Para Pedro, el eje de su charla pasa por reflexionar junto al auditorio “cómo somos, como nos miramos, como nos vemos”. En clave explicativa, remarcó respecto del personaje Peter Capusotto, cuando la gente le pregunta “si los personajes son cosas estudiadas para ver y reflejar a la Argentina. Yo diría que no tanto, pero sí hay algo de entender al humor como una manera de reflejar la identidad, una manera amable de sacarse fotos. Muchas veces es un espejo, que no te sirve para mirarte vanidosamente, sino para andar viendo cómo es uno y cómo hace para estar mejor”.
Muchos sostienen que el humor es esencial para la vida. El humorista Pedro Saborido no es uno de ellos: “Esencial es el aire, la sangre, que el corazón funcione.

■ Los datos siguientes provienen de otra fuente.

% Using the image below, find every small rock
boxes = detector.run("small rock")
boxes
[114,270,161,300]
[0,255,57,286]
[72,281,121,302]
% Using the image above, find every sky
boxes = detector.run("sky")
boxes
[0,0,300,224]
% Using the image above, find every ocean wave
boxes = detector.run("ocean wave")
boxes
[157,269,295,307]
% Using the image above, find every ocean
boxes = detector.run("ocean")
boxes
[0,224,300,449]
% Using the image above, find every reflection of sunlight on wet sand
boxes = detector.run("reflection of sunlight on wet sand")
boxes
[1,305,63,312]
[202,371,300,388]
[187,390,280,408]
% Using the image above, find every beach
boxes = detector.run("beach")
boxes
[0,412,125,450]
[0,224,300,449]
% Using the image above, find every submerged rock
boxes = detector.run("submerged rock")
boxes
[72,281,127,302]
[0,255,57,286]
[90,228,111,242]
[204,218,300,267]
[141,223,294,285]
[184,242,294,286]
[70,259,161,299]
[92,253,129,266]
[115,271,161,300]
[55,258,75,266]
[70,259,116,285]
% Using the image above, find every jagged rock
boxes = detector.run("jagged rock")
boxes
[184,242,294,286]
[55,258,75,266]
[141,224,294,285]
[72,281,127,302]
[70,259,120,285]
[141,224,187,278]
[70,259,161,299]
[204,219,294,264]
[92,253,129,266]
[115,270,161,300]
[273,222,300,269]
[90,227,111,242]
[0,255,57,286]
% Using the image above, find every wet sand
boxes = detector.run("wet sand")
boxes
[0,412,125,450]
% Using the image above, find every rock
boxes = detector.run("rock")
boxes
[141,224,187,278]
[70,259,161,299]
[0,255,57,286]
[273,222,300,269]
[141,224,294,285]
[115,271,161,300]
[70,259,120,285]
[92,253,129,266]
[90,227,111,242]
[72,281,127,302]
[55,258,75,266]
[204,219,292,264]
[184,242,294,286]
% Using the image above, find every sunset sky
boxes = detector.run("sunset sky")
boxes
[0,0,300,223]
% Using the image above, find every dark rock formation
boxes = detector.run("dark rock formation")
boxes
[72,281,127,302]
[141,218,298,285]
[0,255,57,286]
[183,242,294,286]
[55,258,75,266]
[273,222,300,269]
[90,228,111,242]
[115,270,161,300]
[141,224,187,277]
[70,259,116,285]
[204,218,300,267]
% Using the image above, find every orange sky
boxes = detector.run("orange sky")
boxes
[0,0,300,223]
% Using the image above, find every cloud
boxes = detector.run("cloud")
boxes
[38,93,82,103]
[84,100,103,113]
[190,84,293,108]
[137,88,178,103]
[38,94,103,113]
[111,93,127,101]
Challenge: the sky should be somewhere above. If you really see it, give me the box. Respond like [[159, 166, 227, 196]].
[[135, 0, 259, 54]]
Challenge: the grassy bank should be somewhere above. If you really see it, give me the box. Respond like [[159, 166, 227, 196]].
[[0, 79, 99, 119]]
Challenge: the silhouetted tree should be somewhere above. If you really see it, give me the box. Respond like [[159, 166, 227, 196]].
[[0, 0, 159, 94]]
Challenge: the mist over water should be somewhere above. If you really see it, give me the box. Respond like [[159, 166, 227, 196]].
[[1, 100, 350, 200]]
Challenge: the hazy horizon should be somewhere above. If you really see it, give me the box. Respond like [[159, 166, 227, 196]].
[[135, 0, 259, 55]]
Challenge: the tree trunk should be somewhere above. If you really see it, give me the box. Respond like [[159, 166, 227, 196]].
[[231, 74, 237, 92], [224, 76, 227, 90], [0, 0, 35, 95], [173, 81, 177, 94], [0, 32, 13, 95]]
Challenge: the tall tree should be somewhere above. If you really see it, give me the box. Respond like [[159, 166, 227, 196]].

El humor no es esencial, pero en un segundo orden de importancia. Es como un analgésico, no un antibiótico Acompaña, pero no soluciona”.
Cuando el periodista le transmite que su performance humorista es claramente reflexiva, motiva a pensar al oyente, Pedro reconoce que “eso fue sin querer, aclaro. Eso es porque tengo la suerte de que la gente que mira lo que hago es inteligente. Pero creo que es de casualidad”.
En la sala de la Cultura de Ushuaia, Pedro Saborido estuvo muy lejos de defraudar. El auditorio, respetuoso de su charla y sensible a sus ocurrencias, disfrutó desde el minuto cero de sus análisis y reflexiones.
Por ejemplo, cuando definió la fascinación como “eso que nos atrae y nos suspende la vida. Nosotros suspendemos la vida cuando nos fascinamos con algo. Y para eso necesitamos suspender la incredulidad, aceptar otras leyes, que no son las que los rodean, y por eso pueden ver ficción. Si uno no suspendiera la incredulidad no puede seguir una película”.
Lo más interesante de “Identidad, federalismo y coso” en la sabatina tarde ushuaiense, fue justamente cuando abordó la identidad local, la fueguina, in situ: “Nos faltan un montón de cosas porque estamos acá, entonces puede haber una fascinación con Buenos Aires, por supuesto que la hay. ¿Y tiene muchas más cosas? Sí. Pero hay otras que también tiene, que son espantosas. Y después de nuevo, otra vez, la fascinación de lo que triunfa en Buenos Aires, se legitima. La legitimación es otorgar existencia”.
Pedro Saborido pasó por Tierra del Fuego, y eso fue una muy buena noticia.